The important fact, which many were slow to grasp, was that when the Soviet Union collapsed, so did the fulcrum - the object of challenge and confrontation - that kept the U.S. - led order intact and cohesive. Throughout the Cold War, our allies and many neutral nations followed U.S. interests, even when they didn’t align with their own, because they feared the alternative - domination by the Soviets.
For example, in the 1970s, when Egypt decided to break away from Moscow’s orbit, it aligned with Washington because it needed protection from some superpower. Its leader, Anwar Sadat, expelled Soviet officers, trashed Soviet weapons, and dropped its pro - Soviet policy - and instead bought American weapons, sent their officers to American military academies, and pursued pro - Western policies. (It was during this time that Jimmy Carter got Sadat and Israeli Prime Minister Menachem Begin to sign a peace treaty, which remarkably endures to this day.)
Nowadays, by contrast, Egypt (like many other medium - sized powers) can draw on a variety of suppliers and protectors - some of them foes of one another. It isn’t necessarily wedded to one system or alliance, and thus the larger powers have less influence over its actions.
In other words, the end of the Cold War unleashed a degree of anarchy which spun further out of control as the new structures failed to replace the old ones. Biden admitted as much in a speech at the State Department earlier this month, saying, “The post - Cold War era is over. A new era has begun.”
Looking back at Biden’s four years as president, one can conclude that he never quite figured out - it may be that a person of his background is unable to figure out - just how to adapt to the new era.
This isn’t a critique. Nobody really knows how to adapt. The United States may be the strongest nation on Earth, by several military and economic metrics. But that doesn’t mean we know how to convert these metrics into power - which the sociologist Max Weber defined, a little more than 100 years ago, as the ability to “carry out one’s own will, despite resistance.”
The Cold War was a system allowing the nations at the top - “the superpowers” - to carry out their will. When the Cold War vanished, it became harder for anyone to do so consistently or across a lot of spheres of activity.
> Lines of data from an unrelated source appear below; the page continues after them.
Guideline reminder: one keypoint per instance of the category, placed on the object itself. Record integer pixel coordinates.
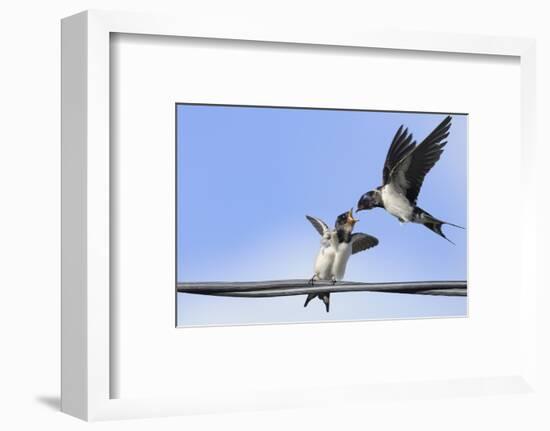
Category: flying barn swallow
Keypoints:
(404, 170)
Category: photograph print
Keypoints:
(291, 215)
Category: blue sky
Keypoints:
(247, 176)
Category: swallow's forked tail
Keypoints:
(310, 296)
(432, 223)
(324, 296)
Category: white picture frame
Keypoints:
(87, 341)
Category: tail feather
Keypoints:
(433, 223)
(310, 296)
(326, 299)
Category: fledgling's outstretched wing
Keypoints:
(362, 241)
(319, 225)
(407, 174)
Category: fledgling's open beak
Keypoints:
(351, 220)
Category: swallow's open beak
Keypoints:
(351, 219)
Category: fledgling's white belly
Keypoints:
(343, 252)
(324, 262)
(396, 203)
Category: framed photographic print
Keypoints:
(249, 199)
(245, 218)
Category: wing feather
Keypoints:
(408, 173)
(362, 241)
(401, 145)
(319, 225)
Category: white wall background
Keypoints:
(29, 216)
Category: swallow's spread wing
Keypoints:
(408, 173)
(361, 242)
(318, 224)
(401, 145)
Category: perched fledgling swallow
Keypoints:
(337, 246)
(405, 167)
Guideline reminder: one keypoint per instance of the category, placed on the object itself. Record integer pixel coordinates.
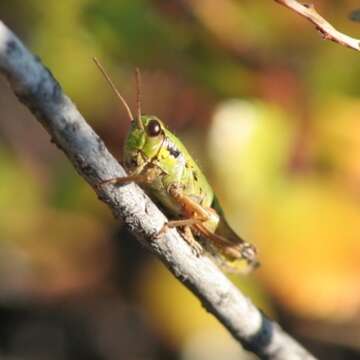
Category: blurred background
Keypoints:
(272, 114)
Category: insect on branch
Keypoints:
(327, 31)
(38, 90)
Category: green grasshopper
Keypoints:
(157, 160)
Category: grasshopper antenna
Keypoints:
(112, 85)
(138, 97)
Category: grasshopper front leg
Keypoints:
(147, 175)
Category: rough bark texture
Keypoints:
(35, 86)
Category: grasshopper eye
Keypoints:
(153, 128)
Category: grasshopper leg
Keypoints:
(148, 175)
(185, 224)
(239, 250)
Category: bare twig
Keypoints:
(327, 31)
(35, 86)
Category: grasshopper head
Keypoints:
(143, 142)
(146, 133)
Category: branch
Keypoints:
(327, 31)
(35, 86)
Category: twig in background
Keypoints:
(35, 86)
(327, 31)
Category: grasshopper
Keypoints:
(158, 161)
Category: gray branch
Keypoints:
(35, 86)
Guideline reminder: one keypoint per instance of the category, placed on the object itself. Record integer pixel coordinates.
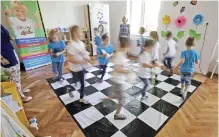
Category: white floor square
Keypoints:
(101, 86)
(88, 116)
(121, 123)
(106, 76)
(88, 75)
(67, 76)
(95, 98)
(151, 100)
(165, 86)
(153, 118)
(173, 99)
(66, 99)
(162, 77)
(57, 84)
(176, 77)
(119, 134)
(92, 69)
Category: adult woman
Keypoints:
(124, 32)
(10, 62)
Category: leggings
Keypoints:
(103, 67)
(145, 81)
(79, 76)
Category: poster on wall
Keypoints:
(26, 27)
(99, 18)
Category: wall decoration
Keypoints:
(197, 20)
(193, 2)
(175, 3)
(182, 9)
(166, 21)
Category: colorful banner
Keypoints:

In his finest moments, Biden played the hand he was dealt as well as anyone might have played them. But he didn’t realize just how much the world had changed as it passed from Cold War to post - Cold War to post - post - Cold War.
At least Biden understood that the new world imposes limits on how much any nation’s leader can influence others - which is why he emphasized the need for cooperation among allies.
Returning to the White House, Trump seems to think he has the command and know - how to control global events - to wield power - all by himself. The rest of us, worldwide, are holding our collective breaths, wondering how hard he will try, and what flailing actions he might take, to overwhelm the inevitable resistance.